Why don't we invest time and energy focusing on real problems like cancer and aids or drunk driving or car fatalities in general. The list can go on. There are many, many, many more things in this world that pose more of a threat to people than guns or "postal" co-workers.

GT

C.R.Sam
September 4, 2003, 12:58 PM
(Workplace killers look to carry out their executions unopposed. They aren't seeking battle with armed police.) Which, to me, lends credence to the concept that a workplace that is NOT disarmed is safer.

Armed n Polite.

Sam

Smurfslayer
September 4, 2003, 02:50 PM
several rounds of IT layoffs and survived, I can wholeheartedly say that without any doubt, these "disgruntled" employees they speak of are disgruntled for reasons most often related to work.

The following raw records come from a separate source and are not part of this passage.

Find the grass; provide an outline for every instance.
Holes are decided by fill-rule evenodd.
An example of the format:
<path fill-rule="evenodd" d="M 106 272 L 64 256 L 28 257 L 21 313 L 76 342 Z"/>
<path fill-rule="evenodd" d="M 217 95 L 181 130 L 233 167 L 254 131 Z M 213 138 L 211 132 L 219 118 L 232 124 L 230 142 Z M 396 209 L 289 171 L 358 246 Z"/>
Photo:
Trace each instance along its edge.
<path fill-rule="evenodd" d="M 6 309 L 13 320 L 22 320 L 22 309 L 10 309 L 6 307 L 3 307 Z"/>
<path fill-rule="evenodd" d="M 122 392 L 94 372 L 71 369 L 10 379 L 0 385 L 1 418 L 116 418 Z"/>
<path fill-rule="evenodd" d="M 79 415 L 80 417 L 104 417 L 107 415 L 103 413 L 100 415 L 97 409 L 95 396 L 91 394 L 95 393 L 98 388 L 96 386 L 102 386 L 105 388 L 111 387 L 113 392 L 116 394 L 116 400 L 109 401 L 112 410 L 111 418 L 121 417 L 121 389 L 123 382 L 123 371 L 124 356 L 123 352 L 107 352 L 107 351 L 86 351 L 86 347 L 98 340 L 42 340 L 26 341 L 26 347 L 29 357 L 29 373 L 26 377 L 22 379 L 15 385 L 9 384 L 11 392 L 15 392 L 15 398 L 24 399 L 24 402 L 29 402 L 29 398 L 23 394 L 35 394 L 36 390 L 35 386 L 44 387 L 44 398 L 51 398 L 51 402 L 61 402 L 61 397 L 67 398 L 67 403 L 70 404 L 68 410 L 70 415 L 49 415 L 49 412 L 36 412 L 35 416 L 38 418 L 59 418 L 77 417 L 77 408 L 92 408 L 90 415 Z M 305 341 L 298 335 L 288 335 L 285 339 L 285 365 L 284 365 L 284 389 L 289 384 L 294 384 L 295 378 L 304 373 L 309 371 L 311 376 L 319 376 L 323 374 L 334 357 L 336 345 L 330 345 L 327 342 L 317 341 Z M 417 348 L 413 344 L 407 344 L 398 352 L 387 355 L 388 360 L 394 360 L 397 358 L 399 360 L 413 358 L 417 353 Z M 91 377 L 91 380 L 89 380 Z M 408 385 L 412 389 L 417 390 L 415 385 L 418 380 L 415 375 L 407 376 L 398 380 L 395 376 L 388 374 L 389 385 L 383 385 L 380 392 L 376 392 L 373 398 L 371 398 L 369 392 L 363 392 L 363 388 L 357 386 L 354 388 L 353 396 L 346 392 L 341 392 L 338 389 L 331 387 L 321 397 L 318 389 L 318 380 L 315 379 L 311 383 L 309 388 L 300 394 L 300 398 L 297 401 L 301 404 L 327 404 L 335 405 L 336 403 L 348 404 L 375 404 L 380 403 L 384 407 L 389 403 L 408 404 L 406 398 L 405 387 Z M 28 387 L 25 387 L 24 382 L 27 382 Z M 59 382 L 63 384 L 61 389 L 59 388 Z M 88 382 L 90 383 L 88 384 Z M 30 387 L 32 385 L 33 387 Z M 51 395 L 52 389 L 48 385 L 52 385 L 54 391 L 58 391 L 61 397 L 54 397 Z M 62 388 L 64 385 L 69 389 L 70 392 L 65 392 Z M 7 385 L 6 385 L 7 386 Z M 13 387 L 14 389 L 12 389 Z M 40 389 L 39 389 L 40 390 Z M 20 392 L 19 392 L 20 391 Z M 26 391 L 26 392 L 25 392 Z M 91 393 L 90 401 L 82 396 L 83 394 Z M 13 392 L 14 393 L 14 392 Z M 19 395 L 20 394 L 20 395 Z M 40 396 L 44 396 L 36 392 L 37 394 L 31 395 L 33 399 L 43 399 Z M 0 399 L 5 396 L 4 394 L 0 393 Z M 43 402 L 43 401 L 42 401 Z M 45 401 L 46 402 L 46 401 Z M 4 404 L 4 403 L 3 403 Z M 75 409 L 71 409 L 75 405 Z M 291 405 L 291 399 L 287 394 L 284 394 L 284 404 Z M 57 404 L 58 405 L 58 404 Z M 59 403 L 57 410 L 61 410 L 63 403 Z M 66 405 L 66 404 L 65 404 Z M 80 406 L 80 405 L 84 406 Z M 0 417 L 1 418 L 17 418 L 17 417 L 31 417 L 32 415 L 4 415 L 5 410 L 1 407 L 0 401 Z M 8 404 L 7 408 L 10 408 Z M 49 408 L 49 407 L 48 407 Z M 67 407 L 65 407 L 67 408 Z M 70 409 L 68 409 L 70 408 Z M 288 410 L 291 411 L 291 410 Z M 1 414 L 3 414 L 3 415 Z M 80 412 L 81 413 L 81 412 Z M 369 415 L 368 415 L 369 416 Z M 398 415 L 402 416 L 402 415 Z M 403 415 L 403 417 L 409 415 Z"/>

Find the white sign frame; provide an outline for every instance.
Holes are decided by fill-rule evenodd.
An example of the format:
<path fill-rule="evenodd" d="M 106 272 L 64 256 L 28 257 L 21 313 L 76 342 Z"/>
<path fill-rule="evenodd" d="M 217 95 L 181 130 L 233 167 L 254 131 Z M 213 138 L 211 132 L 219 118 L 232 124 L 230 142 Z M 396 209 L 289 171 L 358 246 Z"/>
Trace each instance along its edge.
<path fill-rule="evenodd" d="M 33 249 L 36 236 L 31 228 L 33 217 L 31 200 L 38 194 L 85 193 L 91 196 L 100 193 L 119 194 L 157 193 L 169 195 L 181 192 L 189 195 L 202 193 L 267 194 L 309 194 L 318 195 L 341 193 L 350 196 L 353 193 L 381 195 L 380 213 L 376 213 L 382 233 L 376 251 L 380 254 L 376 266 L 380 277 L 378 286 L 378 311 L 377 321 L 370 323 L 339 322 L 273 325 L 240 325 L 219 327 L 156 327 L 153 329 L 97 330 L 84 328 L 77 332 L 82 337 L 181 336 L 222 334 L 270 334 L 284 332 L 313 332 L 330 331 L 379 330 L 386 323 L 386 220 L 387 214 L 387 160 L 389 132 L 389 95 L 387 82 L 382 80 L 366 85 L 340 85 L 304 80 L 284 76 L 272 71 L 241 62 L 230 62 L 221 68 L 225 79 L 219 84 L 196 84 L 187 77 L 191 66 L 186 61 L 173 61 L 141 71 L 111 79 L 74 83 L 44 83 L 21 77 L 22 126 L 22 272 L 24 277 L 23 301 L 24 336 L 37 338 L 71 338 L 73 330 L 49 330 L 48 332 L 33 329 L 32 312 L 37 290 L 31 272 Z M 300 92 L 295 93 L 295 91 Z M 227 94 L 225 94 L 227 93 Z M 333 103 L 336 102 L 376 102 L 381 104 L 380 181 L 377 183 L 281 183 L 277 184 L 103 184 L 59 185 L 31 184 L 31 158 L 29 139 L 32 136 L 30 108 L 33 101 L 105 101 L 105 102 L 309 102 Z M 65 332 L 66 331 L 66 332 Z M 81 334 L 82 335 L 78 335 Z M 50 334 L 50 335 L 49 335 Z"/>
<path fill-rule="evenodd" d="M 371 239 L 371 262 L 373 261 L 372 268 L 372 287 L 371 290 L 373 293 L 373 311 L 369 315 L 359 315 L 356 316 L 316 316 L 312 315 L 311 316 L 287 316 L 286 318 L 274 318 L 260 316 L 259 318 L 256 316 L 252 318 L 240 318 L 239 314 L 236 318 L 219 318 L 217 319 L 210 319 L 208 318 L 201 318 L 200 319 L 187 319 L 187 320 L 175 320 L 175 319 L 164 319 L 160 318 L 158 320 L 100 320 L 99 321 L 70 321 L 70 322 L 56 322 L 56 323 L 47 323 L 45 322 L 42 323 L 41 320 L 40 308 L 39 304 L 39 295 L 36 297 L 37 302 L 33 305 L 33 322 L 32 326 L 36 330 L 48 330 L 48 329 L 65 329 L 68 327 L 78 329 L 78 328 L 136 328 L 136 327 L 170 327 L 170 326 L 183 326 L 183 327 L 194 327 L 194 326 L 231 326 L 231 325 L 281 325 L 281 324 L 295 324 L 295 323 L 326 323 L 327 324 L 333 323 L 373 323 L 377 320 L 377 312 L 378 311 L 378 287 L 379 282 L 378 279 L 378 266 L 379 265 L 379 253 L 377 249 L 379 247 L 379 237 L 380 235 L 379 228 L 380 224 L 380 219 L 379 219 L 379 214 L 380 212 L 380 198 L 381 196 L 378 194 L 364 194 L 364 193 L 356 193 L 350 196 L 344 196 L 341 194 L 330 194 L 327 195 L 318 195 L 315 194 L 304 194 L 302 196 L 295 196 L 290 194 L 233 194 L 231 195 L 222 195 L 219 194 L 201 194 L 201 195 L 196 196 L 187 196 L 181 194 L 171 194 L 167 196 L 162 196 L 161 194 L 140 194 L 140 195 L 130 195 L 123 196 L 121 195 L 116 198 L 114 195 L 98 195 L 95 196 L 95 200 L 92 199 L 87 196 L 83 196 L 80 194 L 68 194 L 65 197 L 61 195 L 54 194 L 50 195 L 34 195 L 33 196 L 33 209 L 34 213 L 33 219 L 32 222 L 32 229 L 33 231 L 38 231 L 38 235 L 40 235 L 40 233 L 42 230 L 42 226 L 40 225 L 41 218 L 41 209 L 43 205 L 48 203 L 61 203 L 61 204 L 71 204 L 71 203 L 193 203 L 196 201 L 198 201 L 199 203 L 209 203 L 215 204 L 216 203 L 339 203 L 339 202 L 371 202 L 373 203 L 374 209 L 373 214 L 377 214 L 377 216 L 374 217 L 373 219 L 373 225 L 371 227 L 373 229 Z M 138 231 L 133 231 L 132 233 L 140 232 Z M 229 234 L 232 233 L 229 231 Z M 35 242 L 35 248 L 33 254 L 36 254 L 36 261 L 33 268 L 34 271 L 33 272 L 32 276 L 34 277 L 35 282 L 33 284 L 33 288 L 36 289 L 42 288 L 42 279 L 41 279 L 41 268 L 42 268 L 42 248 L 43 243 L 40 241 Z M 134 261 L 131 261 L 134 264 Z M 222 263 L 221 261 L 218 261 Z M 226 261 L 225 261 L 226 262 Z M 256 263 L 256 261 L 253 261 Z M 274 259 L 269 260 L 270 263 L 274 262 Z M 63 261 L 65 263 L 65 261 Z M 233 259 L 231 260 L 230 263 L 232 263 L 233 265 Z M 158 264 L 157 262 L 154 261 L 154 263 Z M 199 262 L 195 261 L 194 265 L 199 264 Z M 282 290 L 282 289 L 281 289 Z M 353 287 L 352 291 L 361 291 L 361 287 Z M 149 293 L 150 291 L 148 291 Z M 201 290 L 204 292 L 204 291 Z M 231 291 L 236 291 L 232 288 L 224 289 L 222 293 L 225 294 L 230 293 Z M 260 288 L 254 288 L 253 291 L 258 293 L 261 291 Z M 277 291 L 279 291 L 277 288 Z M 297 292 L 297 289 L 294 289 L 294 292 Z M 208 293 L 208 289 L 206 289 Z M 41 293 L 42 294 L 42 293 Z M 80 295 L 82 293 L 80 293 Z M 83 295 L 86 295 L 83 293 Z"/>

If they're disgruntled, and rudely fired... what do they expect to happen :confused:
1st of all, very, very seldom are the "problem" employees let go in layoffs, sometimes, there's just no rhyme or reason. 2nd, many companies handle it unprofessionally, and treat employees that they are firing rudely, and in many cases, unjustly (meaning letting go a good worker while leaving the slackers). believe it or not, Human Resources pros have workgroups on how to fire people ! there is some truth in the article, you can tell when people are steaming, but article completely ignorse those who enable the environment and create the disgruntled folks - human resources...

I'm not saying workplace rampages are right, I'm saying that they're brought on in a variety of ways, and more often than not, it's because the person _has_ been wronged.